Surveillance and Follow-Up
- Patients with small AAAs should undergo regular surveillance with ultrasound or CT imaging every 6-12 months to monitor for growth and development of complications.
- Following repair, patients need lifelong surveillance with imaging to monitor for complications or development of new aneurysms 1.
- The American College of Radiology Appropriateness Criteria recommend CT angiography as the primary imaging modality for both preoperative planning and follow-up after repair 1.
Risk Factor Modification
- Cardiovascular risk factor modification is crucial in the management of AAA, including smoking cessation, blood pressure control, statin therapy, and antiplatelet medication 1.
- Patients with symptomatic AAAs (presenting with abdominal or back pain) or ruptured AAAs require immediate surgical intervention regardless of size.
From the Research
Recommended Workup for Abdominal Aortic Aneurysm (AAA)
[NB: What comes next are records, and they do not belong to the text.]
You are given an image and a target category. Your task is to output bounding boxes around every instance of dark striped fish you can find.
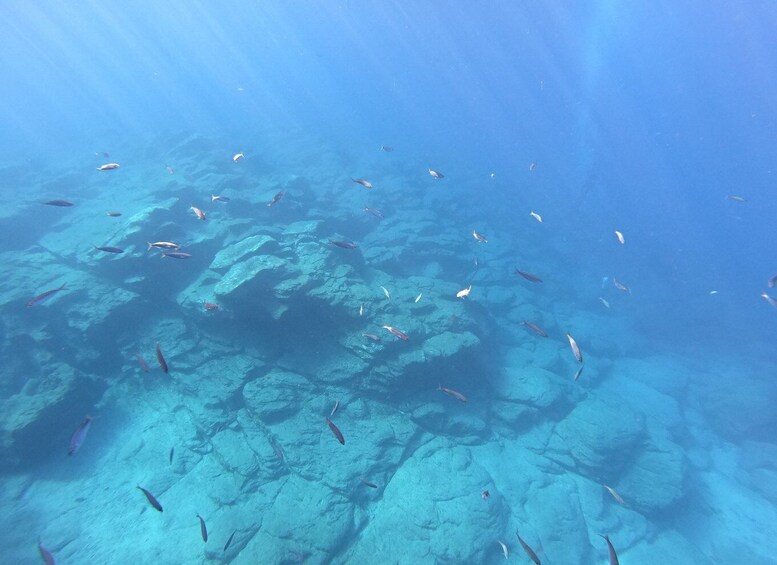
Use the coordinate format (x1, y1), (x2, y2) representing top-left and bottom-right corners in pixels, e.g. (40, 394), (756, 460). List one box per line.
(521, 320), (548, 337)
(197, 512), (208, 543)
(224, 530), (237, 551)
(137, 353), (151, 373)
(267, 191), (286, 207)
(573, 365), (585, 381)
(567, 334), (583, 363)
(38, 543), (56, 565)
(599, 534), (619, 565)
(515, 530), (542, 565)
(437, 385), (467, 402)
(513, 269), (542, 282)
(27, 284), (65, 308)
(329, 239), (358, 249)
(326, 418), (345, 445)
(362, 207), (383, 220)
(94, 245), (124, 253)
(137, 485), (162, 512)
(351, 179), (372, 188)
(67, 416), (93, 455)
(156, 341), (170, 374)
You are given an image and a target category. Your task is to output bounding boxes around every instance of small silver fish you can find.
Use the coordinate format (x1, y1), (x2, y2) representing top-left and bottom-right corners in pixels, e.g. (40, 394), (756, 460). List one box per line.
(437, 385), (467, 402)
(599, 534), (619, 565)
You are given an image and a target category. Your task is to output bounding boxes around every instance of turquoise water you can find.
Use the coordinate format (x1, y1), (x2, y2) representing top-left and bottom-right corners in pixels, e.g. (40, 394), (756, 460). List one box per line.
(0, 2), (777, 565)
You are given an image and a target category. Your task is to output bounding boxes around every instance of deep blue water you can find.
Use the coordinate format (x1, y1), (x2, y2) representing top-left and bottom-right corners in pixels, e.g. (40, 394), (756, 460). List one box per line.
(0, 1), (777, 564)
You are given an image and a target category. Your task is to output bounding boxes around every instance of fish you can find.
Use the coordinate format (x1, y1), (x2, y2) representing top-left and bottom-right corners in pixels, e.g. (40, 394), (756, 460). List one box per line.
(362, 207), (385, 220)
(94, 246), (124, 253)
(26, 283), (67, 308)
(496, 540), (509, 559)
(513, 268), (542, 282)
(156, 341), (170, 374)
(197, 512), (208, 543)
(599, 534), (619, 565)
(437, 385), (467, 402)
(351, 179), (372, 188)
(38, 542), (56, 565)
(756, 292), (777, 308)
(572, 365), (585, 381)
(267, 190), (286, 208)
(146, 241), (181, 250)
(329, 239), (358, 249)
(67, 416), (94, 455)
(224, 530), (237, 552)
(602, 485), (626, 504)
(612, 277), (631, 294)
(515, 530), (542, 565)
(136, 485), (162, 512)
(383, 326), (410, 341)
(326, 418), (345, 445)
(521, 320), (548, 337)
(567, 334), (583, 363)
The workup for AAA involves several imaging modalities to diagnose and monitor the condition. The key recommendations are:
- Ultrasound is the mainstay imaging modality for AAA screening and surveillance 2, 3.
- Contrast-enhanced CT angiography is currently considered the gold standard for preoperative imaging and image-based treatment planning in AAA repair 2, 3.
- Non-contrast MR angiography allows for accurate monitoring of aortic diameters in AAA patients 2.
- Measurement of aortic diameters is more accurate with 3D-CT/MRI compared to ultrasound 2, 4.
Importance of Accurate Measurement
Accurate and reproducible measurement of AAA size is crucial for patient management. The use of non-standardized measurement techniques can lead to incorrect classification of AAAs and errors in quantification of aneurysm enlargement rate 4.
- Multiplanar reformation (MPR) strategy is recommended for accurate measurement of AAA size 4.
- Discrepancies between clinical and reference diameters can have significant clinical ramifications, including misclassification of AAAs with respect to the common repair threshold of 5.5 cm 4.
Management of AAA
The management of AAA involves screening, surveillance, and treatment.
- Screening for AAA can aid in the early diagnosis and treatment of the disease, reducing complications and death amongst those affected 5.
- Endovascular aortic aneurysm repair (EVAR) is an established approach to treating abdominal aortic aneurysms, with various technological developments and solutions available for complex cases 6.
- The choice of treatment depends on the individual patient's condition, and understanding the currently available evidence for each option is essential to select the most suitable procedure 6.